Development & The Sunk-Cost Fallacy

What Building Software & Riding a Motorcycle Have in Common

sunk-cost

In a way, building software is kinda similar to riding a motorcycle. Bikers are called organ donors for a reason. Because if they ride long enough, the will wreck.

It’s not a question of "if", but a question of "when".

Every successful developer has, or will, fail at some point. Probably multiple times if we are being honest. To borrow a line from Jax Teller on Son’s of Anarchy, “That’s the price you pay for not being stuck in a cage [car].”

What separates the good developer from the bad one is not the failure, its what you do with it. Did you learn from it?
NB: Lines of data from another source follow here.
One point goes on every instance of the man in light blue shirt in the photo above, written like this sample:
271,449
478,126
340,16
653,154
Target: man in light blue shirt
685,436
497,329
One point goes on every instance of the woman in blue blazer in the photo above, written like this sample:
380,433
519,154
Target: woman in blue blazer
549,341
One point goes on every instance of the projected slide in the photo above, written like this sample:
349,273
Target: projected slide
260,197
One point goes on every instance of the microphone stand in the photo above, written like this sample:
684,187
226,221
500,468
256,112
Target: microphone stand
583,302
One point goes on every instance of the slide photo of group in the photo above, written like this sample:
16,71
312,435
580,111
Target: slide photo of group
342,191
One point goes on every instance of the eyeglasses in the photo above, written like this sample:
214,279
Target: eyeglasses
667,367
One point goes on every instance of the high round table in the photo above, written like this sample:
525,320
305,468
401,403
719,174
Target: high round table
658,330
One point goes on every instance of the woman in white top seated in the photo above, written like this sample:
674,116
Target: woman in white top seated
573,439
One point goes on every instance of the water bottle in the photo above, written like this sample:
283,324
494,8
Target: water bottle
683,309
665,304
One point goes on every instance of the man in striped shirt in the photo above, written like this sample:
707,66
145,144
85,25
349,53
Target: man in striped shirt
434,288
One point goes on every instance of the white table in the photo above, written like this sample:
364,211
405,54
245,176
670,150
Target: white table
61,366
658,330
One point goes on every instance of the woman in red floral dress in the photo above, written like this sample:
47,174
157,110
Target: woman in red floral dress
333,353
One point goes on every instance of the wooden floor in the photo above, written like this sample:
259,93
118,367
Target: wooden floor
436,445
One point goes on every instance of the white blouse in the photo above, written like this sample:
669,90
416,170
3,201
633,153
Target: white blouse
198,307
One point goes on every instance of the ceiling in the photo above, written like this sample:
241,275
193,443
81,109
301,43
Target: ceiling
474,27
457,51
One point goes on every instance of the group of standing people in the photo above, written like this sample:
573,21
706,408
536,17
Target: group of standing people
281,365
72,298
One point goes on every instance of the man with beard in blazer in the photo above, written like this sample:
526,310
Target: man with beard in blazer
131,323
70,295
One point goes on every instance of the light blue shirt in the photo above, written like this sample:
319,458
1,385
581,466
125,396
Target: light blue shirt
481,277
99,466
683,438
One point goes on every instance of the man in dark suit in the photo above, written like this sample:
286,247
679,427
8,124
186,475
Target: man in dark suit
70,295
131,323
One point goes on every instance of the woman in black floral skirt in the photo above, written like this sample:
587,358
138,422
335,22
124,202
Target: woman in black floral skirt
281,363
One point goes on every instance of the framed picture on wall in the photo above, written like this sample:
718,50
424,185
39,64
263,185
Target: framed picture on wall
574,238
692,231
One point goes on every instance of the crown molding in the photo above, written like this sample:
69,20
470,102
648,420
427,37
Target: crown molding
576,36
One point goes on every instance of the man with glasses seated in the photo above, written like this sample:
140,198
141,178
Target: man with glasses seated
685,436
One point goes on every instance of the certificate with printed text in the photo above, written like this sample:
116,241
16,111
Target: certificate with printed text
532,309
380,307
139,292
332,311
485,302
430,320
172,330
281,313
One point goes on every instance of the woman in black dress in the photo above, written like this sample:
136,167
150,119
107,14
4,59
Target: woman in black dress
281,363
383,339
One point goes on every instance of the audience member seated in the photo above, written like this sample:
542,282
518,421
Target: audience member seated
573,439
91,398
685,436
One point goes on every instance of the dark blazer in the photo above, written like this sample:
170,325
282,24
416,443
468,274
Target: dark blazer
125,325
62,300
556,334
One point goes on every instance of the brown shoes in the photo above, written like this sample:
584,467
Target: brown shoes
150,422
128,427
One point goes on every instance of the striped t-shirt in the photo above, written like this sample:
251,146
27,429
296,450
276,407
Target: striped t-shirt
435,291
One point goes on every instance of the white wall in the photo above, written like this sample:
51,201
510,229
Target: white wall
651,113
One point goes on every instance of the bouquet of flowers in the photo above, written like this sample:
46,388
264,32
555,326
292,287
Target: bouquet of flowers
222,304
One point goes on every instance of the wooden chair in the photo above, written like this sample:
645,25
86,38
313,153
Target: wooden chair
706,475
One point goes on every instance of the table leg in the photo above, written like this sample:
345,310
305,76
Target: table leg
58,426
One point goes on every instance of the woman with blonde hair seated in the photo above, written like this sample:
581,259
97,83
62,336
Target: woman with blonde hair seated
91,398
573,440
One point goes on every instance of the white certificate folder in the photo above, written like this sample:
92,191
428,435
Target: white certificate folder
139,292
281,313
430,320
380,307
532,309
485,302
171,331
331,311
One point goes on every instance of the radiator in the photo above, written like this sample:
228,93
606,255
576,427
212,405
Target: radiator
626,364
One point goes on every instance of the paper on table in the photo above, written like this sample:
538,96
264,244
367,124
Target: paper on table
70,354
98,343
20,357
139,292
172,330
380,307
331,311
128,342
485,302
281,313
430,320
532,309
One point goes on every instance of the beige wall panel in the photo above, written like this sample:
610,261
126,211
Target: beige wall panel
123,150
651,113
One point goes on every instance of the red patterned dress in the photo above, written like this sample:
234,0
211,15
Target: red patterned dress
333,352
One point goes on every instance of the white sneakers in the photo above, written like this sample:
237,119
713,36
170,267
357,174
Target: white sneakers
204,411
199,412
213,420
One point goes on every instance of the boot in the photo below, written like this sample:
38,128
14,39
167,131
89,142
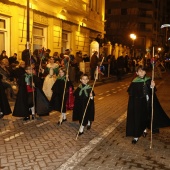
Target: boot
8,94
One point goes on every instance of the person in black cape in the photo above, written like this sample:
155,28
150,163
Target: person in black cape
57,94
82,94
25,105
4,104
139,107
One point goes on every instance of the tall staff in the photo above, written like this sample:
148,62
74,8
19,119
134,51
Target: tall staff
89,97
28,48
153,62
61,118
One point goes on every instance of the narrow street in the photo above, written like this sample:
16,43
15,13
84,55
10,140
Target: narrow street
43,145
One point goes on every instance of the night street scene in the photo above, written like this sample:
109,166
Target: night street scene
84,85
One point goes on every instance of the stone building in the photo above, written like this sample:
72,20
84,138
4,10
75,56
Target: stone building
54,24
141,17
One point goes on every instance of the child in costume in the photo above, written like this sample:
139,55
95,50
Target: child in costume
30,97
58,89
52,71
82,94
139,107
4,104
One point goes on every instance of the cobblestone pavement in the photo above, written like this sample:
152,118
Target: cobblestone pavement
43,145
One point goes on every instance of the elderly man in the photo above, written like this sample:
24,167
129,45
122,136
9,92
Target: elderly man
93,64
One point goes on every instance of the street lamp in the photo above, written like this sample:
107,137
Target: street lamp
133,37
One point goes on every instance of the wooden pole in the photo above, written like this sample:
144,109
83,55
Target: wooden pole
153,62
89,99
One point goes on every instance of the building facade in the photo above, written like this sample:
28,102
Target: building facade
54,24
140,17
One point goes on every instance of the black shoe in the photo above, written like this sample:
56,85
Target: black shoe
81,133
134,141
26,118
64,120
33,117
88,127
59,123
155,131
1,115
144,134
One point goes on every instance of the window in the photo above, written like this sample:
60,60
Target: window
109,11
65,40
39,37
5,34
124,11
2,23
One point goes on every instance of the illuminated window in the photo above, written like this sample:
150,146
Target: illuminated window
39,37
5,34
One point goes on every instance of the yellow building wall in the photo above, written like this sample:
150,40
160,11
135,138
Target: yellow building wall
83,28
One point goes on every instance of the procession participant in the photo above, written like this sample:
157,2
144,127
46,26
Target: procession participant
30,98
4,104
60,94
52,71
139,107
82,94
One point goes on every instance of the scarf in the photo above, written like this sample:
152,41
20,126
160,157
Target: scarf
84,89
61,78
27,78
138,79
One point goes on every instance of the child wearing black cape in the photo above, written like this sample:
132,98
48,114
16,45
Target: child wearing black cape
4,104
139,107
30,98
58,90
82,94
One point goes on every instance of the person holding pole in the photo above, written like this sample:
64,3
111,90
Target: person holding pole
30,98
60,93
140,107
82,94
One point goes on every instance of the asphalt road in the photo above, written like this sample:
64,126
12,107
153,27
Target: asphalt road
43,145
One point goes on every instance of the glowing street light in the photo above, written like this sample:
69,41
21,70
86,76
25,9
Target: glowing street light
133,37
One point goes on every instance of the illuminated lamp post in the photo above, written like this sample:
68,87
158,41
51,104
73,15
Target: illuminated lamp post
133,37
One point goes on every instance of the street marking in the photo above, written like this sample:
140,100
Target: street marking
14,136
52,113
5,131
41,124
108,94
100,98
66,114
28,122
72,162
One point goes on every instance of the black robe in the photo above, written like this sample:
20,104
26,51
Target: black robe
57,95
4,104
21,108
139,110
80,104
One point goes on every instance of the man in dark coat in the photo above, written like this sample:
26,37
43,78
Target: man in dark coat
26,56
60,88
139,107
25,102
4,105
82,95
93,64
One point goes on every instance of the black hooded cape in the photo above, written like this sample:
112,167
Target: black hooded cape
80,103
4,104
21,108
139,110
Good! Now don’t fail the same way next time.

While we are on the subject of failure, let’s talk about the sunk-cost fallacy and the problem it presents. Sunk cost is an expense that's already been paid for something and cannot be recovered. We tend to fight harder to avoid loss than we do to aquire a gain (aka: loss aversion). This is the reason you still have a closet full of clothes that haven't fit properly for a long time. Every time you think about getting rid of them, you tell yourself that maybe, just maybe, you’ll be able to wear them again one day. It’s the reason that I have an old Volkswagen that hasn't run in a long time but I can't seem to get rid of it. I've spent so much time working on it that, if I let it go now, I'll feel like all that time was wasted.

What sunk cost does in your developement is it tricks you into thinking that you can throw more code, more time, more resources at a problem and eventually it will work out. Don't get me wrong, sometimes all you need is a little grit to see it through. But if the issue is big enough or if the problem you're trying to solve isn't even the problem that needs to be solved, then it might be better to just burn everything to the ground and start over.

Successful developers learn to recognize the signs that it's time to kill a product or feature. They learn from it. And then they do it again, but with a little more wisdom.

It's understandable to have a bias for something you've spent tons of time working on and thinking about. But don't be fooled into thinking that it's your "baby." It's not. It's code. It comes in goes. The code isn't important, what's important is solving the problem.